Et le Québec doit se remettre en marche. Nous avons de grands défis à relever. De plus, comme je l’ai mentionné en introduction, les Québécois sont avides d’un Québec ambitieux qui saurait les faire rêver. Ce n’est pas parce qu’on doit régler des problèmes urgents qu’il faut cesser de se projeter dans l’avenir. Les citoyens demandent à leurs élus d’être pragmatiques et concrets, certes, mais aussi d’être idéalistes et audacieux. À mon sens, il s’agit là d’une très bonne nouvelle pour l’avenir du mouvement souverainiste québécois.

La question nationale

J’ai toujours cru que c’était dans nos gènes d’être indépendants, comme individus, comme familles, comme nation. Mais avant d’en arriver à l’indépendance, les souverainistes vont devoir faire la démonstration qu’ils sont dignes de confiance et capables de trouver des solutions aux problèmes du Québec.

Les Péquistes doivent aussi faire leurs mea-culpa et reconnaître qu’ils se sont graduellement éloignés des préoccupations immédiates et légitimes des Québécois. C’est pourquoi une stratégie souverainiste comme celle du référendum d’initiative populaire serait gagnante : elle remet les Québécois au cœur du processus d’autodétermination nationale. Elle aurait aussi l’avantage de permettre aux élus souverainistes de se recentrer sur l’essentiel, de cesser de débattre de la date du prochain référendum et ainsi de sortir de l’attente du « grand soir ».

Bref, malgré les crises et le tumulte, l’option souverainiste peut avoir un bel avenir devant elle. Les Québécois disent simplement : montrez-nous qu’on peut vous faire confiance. Réglez les problèmes sans détour. Laissez le citoyen dans le siège du conducteur. Et on pourra ensuite faire un bout de chemin ensemble.

Conclusion

Le constat est sévère. Les Québécois s’attendent à beaucoup mieux de la part de leurs élus et de leurs institutions. Mais il y a de l’espoir : la plupart des citoyens qui m’ont écrit m’ont dit qu’ils croyaient encore qu’un grand changement était possible. Plusieurs d’entre eux pensent aussi que le PQ pourrait regagner leur confiance s’il s’engageait définitivement dans cette voie.

Le PQ peut redevenir la grande coalition qu’il a déjà été. Mais il devra pour cela redevenir le grand parti réformateur qu’il était lors de sa création et lorsqu’il a pris le pouvoir pour la première fois en 1976.

Parce qu’il n’y a pas de « vieille » ou de « nouvelle » façon de faire de la politique. Il y a de la mauvaise politique et de la belle politique. René Lévesque était un homme qui faisait de la belle politique, et la belle politique ne vieillit pas. Les valeurs, les convictions et l’engagement, ça ne se démode pas.
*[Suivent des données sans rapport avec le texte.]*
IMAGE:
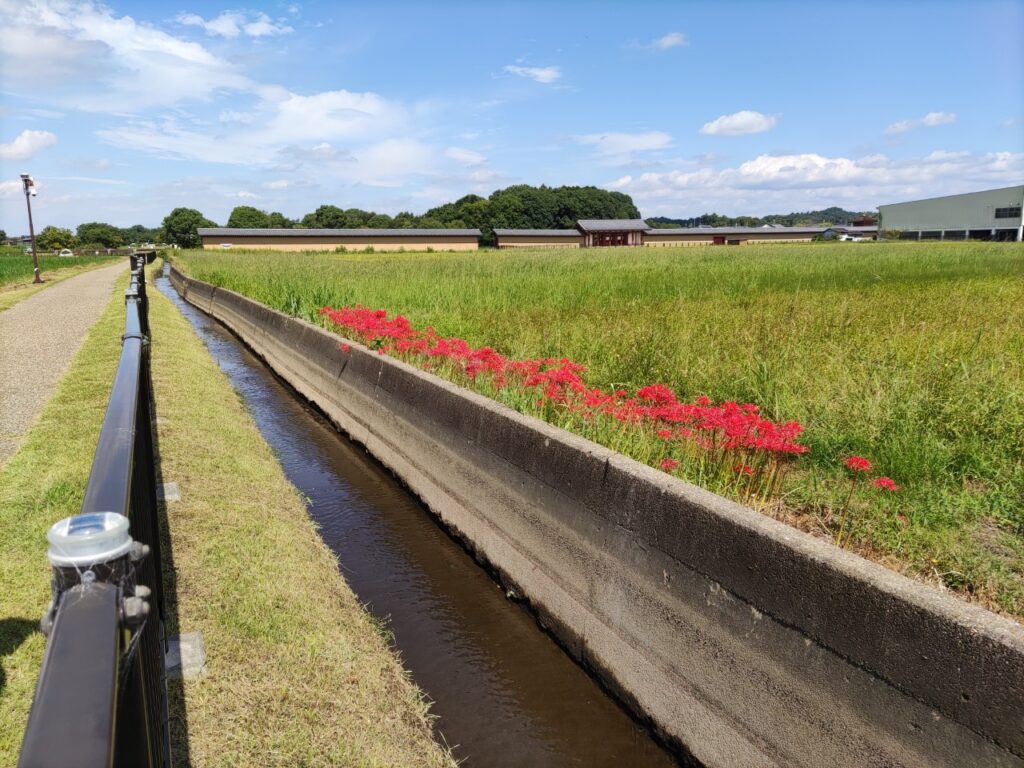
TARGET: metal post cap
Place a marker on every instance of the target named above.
(88, 540)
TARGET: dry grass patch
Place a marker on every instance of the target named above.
(41, 483)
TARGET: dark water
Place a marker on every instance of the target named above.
(505, 692)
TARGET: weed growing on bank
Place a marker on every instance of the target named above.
(908, 354)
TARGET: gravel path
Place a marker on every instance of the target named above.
(38, 338)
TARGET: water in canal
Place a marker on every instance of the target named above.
(506, 694)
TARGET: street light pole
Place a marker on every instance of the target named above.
(30, 192)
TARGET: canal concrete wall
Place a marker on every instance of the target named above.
(742, 641)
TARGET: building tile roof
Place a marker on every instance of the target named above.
(612, 225)
(739, 230)
(538, 232)
(225, 231)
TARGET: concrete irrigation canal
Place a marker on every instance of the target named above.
(506, 693)
(740, 640)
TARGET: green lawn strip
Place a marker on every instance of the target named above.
(41, 483)
(23, 287)
(297, 672)
(910, 354)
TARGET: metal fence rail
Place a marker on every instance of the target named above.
(101, 695)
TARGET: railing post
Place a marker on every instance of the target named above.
(101, 696)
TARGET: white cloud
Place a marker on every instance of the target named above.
(900, 126)
(930, 120)
(620, 146)
(90, 180)
(231, 24)
(938, 118)
(540, 74)
(672, 40)
(98, 61)
(738, 123)
(777, 183)
(231, 116)
(26, 144)
(465, 157)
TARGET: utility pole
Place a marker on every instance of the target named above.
(30, 193)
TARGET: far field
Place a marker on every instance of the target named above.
(908, 354)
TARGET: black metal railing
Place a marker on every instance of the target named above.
(101, 695)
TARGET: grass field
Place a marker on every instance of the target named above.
(909, 354)
(288, 681)
(15, 265)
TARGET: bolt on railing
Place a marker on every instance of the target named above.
(101, 695)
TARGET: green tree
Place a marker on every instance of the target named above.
(97, 231)
(55, 238)
(140, 233)
(276, 220)
(247, 217)
(180, 227)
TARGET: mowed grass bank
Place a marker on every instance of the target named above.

En 2011, la belle politique commande de s’attaquer aux deux problèmes les plus criants du Québec : le déficit démocratique et le déficit de représentation politique. Ce sont là les deux problèmes les plus criants parce que tant qu’on ne s’y sera pas attaqué, on ne sera pas capable de trouver des solutions durables aux autres problèmes, que ce soit sur le plan des infrastructures, des services publics ou de la question nationale, notamment.

C’est une évidence : sans la confiance et l’implication des citoyens, le Québec n’avance pas. J’invite donc tous ceux qui veulent qu’on se remette en marche à considérer sérieusement les propositions que je mets aujourd’hui sur la table. Et j’invite aussi tous ceux qui ne sont pas en panne de rêves à continuer de rêver. Les citoyens n’ont pas dit leur dernier mot. Le peuple peut devenir le plus gros et le plus fort des lobbies du Québec.

Ensemble, avec de bonnes idées pour le Québec, nous pouvons y arriver.